Hobart: City Sights
Salamanca Place
This is Hobart’s favourite hangout. The facades of Georgian sandstone warehouses that once stored grain, wool, whale oil and apples make Salamanca regal. Nowadays, you can wander under heavy stone arches to find jewellers, cafes, restaurants, the Peacock Theatre, subterranean bookshops, fashion boutiques and artists’ galleries.
Wafted scents of incense and bratwurst will tell you that the Salamanca Markets are on. Retro fashions, Antarctic images, fruit loaves, organic vegetables, and jewellery by emerging Tassie designers are found right here. If you need a rest, take up a spot in a cafe or bar, or on the extensive lawns under the shade of a boulevard of plane trees.
Every Friday night from 5.30 to 7.30pm, a cavernous courtyard rocks to the sounds of Rektango. This is one of Hobart’s funkiest attractions. Bands play gypsy, jazz and swing music.
Island Cycle Tours
Take a thrilling 22-kilometre ride from the 1270-metre peak of Mount Wellington into Hobart. A downhill rush that is every bit as hair raising as a roller coaster. Island Cycle Tours offers a range of tours for adventurers. If your adrenalin is still pumping when you get into Hobart, you can add a two-hour sea kayak around the waterfront with Pedal ‘n’ Paddle tours.
Cascade Brewery Tour
At 175 years old, the Cascade Brewery Company claims to be the nation’s oldest manufacturing enterprise. The brewery’s historic facade dates back to the 1820s. On a tour, you can learn a lot about beer here, including the beer lovers’ secret that making good beer is a more complex process than wine making. Wonderfully, beer tasting is part of the tour.

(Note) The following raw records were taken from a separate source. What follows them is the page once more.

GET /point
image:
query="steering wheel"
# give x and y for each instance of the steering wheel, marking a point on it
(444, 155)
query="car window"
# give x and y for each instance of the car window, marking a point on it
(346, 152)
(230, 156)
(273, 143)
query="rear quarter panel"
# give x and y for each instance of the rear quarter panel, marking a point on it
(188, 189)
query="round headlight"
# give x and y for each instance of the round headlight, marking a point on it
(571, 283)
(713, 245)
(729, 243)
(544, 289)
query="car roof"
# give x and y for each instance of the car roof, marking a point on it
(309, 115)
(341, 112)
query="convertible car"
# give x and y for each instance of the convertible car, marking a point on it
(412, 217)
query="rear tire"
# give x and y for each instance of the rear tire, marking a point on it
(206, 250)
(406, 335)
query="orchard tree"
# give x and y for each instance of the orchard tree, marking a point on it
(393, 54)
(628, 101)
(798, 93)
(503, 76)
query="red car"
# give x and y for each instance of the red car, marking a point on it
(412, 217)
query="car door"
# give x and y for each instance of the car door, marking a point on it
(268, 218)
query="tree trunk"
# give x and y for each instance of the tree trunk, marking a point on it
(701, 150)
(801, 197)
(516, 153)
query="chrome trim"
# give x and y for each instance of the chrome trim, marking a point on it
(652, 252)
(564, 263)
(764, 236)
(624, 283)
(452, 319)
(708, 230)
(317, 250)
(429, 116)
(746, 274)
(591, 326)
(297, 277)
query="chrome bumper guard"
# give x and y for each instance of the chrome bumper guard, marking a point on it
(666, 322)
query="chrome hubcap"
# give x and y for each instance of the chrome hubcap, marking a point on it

The Royal Tasmanian Botanical Gardens
The Royal Tasmanian Botanical Gardens’ first superintendent, William Davidson, was appointed in 1828. He set about importing plants from England and collecting native species from Mount Wellington. There are stately and significant trees all over the garden. There is a conservatory, the sub-Antarctic house and a carefully tended Japanese Garden – Hobart has a
sister-city relationship with Yaizu in Japan. A restaurant is nestled between the trees and flower displays.
Cadbury Chocolate Factory
Indulge your chocolate craving and polish up your history at the Cadbury Chocolate Factory, Claremont. A tour includes entry to the Visitor’s Centre where you can try some tasty treats. The Cadbury Chocolate Shop offers exclusive factory discounts on a huge range of products.

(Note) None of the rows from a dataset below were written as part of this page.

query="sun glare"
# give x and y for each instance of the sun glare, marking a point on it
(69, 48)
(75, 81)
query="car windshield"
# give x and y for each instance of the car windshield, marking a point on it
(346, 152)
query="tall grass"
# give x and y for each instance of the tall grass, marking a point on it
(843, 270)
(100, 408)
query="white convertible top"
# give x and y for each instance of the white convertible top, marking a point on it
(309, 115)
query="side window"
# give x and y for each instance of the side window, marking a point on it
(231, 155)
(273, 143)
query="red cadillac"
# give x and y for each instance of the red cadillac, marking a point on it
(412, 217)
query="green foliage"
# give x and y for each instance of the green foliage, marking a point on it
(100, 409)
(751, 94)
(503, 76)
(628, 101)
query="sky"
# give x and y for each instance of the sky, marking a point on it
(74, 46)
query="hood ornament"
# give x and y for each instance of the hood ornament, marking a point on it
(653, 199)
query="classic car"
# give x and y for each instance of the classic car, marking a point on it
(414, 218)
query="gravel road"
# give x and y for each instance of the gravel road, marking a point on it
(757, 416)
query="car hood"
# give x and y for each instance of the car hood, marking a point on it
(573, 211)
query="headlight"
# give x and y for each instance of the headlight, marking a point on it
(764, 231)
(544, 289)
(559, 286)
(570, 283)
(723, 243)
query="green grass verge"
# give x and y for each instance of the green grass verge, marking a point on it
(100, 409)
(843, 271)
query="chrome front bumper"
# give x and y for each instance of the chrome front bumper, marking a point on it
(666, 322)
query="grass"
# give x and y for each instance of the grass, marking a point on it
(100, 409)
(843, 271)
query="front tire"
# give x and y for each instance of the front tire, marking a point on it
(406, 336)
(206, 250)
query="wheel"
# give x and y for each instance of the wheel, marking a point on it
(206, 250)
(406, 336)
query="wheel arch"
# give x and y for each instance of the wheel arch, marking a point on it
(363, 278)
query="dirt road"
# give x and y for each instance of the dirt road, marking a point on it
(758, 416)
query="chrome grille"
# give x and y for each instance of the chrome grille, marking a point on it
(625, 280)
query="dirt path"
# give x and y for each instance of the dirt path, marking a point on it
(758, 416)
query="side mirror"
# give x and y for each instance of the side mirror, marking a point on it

Tasmanian Museum and Art Gallery
An eclectic and extensive insight into Tasmanian life, the Tasmanian Museum and Art Gallery has displays of indigenous culture and artefacts from the whaling and convict era, and models of extinct mega fauna and the Tasmanian tiger. Special interest collections – minerals, fossils, exquisite glass and jewellery, and colonial art – also feature. Our most celebrated landscape artist, John Glover, is on show here. Hobart’s role as the base for Australia’s Antarctic activities comes to life at the Antarctic and Southern Ocean displays. See expedition equipment and curios from the great white continent. Special displays and art exhibitions are a regular feature.
Female Factory Historic Site
The Female Factory in South Hobart is a significant historic site that was once the Cascades Female Factory, a euphemistic name for a terribly overcrowded prison for Australian women in the 1820s. It was the setting for Bryce Courtenay’s novel The Potato Factory. You can walk about the site at your leisure or take a guided one-hour tour.
Something Wild
This Wildlife Park nurtures orphaned and injured animals for release back into the wild. The park is by the Tyenna River, only 40 minutes from Hobart. Spot a platypus from a viewing area set above the river. Other animals here include Tasmanian devils, golden possums, masked owls, and squirrel gliders.
Yacht Race
The Sydney to Hobart Yacht Race is a gruelling 628 nautical mile event. Thousands of people cheer the crews as the sailors arrive in Hobart. This race has captivated Australians since 1945, and is renowned as one of the most demanding ocean races in the world.